THE POLITICAL ECONOMY OF PARTICIPATION
A functioning plastic-credit market could address one of Pakistan’s persistent climate-policy challenges: low private-sector engagement. Although the country has pledged to cut projected emissions by 50 percent by 2030, there are no mandatory emissions-reduction targets for individual firms. Climate responsibility remains largely rhetorical. Plastic credits could change that by creating a verified, revenue-generating system tied to global markets, incentivising private firms to participate in environmental action.
The mechanism also addresses the shortage of bankable environmental projects – a concern repeatedly voiced by Finance Minister Muhammad Aurangzeb. As the finance ministry explores the retirement of coal plants and instruments like green panda bonds, plastic-recycling infrastructure could emerge as a parallel pipeline of viable green investments.
A CONVERGENCE OF INDUSTRY, TRADE, AND CLIMATE AMBITION
If Pakistan’s ministries, including climate, foreign affairs, industries, and finance, coordinate effectively and secure global support for a consumer-responsibility model, the country could become a regional recycling hub. Pakistan has the labor supply, geographic position, and diplomatic momentum to stake this claim.

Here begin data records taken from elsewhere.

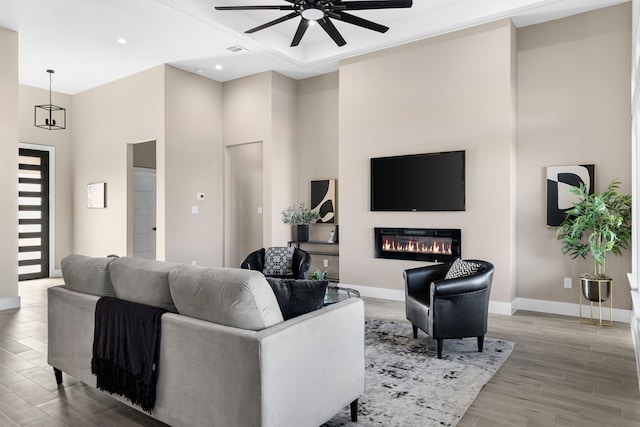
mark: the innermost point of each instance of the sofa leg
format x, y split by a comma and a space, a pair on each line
354, 410
58, 373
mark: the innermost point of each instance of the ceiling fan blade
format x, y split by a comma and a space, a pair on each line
274, 22
254, 7
356, 20
374, 4
331, 29
302, 28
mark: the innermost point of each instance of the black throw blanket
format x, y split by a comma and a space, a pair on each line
126, 349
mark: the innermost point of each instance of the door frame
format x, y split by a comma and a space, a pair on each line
52, 202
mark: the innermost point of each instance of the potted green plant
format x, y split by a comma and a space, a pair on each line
596, 225
301, 218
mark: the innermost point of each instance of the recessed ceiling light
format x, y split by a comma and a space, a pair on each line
236, 48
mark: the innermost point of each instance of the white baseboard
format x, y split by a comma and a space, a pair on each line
506, 308
9, 303
570, 309
371, 292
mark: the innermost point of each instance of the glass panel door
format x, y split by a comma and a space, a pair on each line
33, 214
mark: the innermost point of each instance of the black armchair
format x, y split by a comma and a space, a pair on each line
452, 308
300, 263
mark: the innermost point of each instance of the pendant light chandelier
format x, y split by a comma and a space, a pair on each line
49, 116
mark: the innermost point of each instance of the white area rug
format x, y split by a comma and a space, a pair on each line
407, 385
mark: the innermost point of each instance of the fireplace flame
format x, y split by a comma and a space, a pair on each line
412, 246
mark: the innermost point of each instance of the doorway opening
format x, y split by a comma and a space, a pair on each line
143, 201
244, 231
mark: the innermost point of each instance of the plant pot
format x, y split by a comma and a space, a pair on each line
589, 288
302, 232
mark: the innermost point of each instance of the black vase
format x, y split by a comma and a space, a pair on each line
302, 233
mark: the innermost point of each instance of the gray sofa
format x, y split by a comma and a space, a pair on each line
226, 356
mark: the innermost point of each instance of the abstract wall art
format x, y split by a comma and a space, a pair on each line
559, 181
323, 199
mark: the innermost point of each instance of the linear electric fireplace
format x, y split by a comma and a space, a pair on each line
418, 244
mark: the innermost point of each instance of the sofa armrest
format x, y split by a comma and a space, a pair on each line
300, 372
313, 365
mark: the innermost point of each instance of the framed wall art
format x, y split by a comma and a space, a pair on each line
323, 199
559, 180
96, 195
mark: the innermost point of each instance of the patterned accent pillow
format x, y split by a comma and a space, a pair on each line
461, 268
277, 261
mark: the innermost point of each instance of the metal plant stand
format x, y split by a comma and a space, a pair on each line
601, 298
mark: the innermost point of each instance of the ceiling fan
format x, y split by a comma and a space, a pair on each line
322, 11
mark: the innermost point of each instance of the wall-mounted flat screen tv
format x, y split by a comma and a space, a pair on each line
418, 182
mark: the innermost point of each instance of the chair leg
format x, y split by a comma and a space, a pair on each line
354, 410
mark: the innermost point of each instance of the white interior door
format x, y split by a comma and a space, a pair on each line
144, 213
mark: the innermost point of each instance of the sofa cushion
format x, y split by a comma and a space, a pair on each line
278, 260
298, 296
88, 275
461, 268
143, 281
228, 296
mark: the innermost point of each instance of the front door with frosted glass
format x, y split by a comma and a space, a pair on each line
33, 214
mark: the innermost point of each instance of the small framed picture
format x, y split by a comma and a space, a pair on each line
96, 195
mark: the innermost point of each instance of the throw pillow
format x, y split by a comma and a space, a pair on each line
228, 296
461, 268
144, 281
298, 296
87, 274
277, 261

Dr Malik has noted that domestic political debates often overshadow substantive climate proposals. Plastic credits are frequently framed as a technical matter, rather than a strategic tool for economic growth, climate diplomacy, and environmental equity. By reframing them as such, Pakistan could position itself at the intersection of global sustainability and trade, contributing to a just and viable global plastics transition!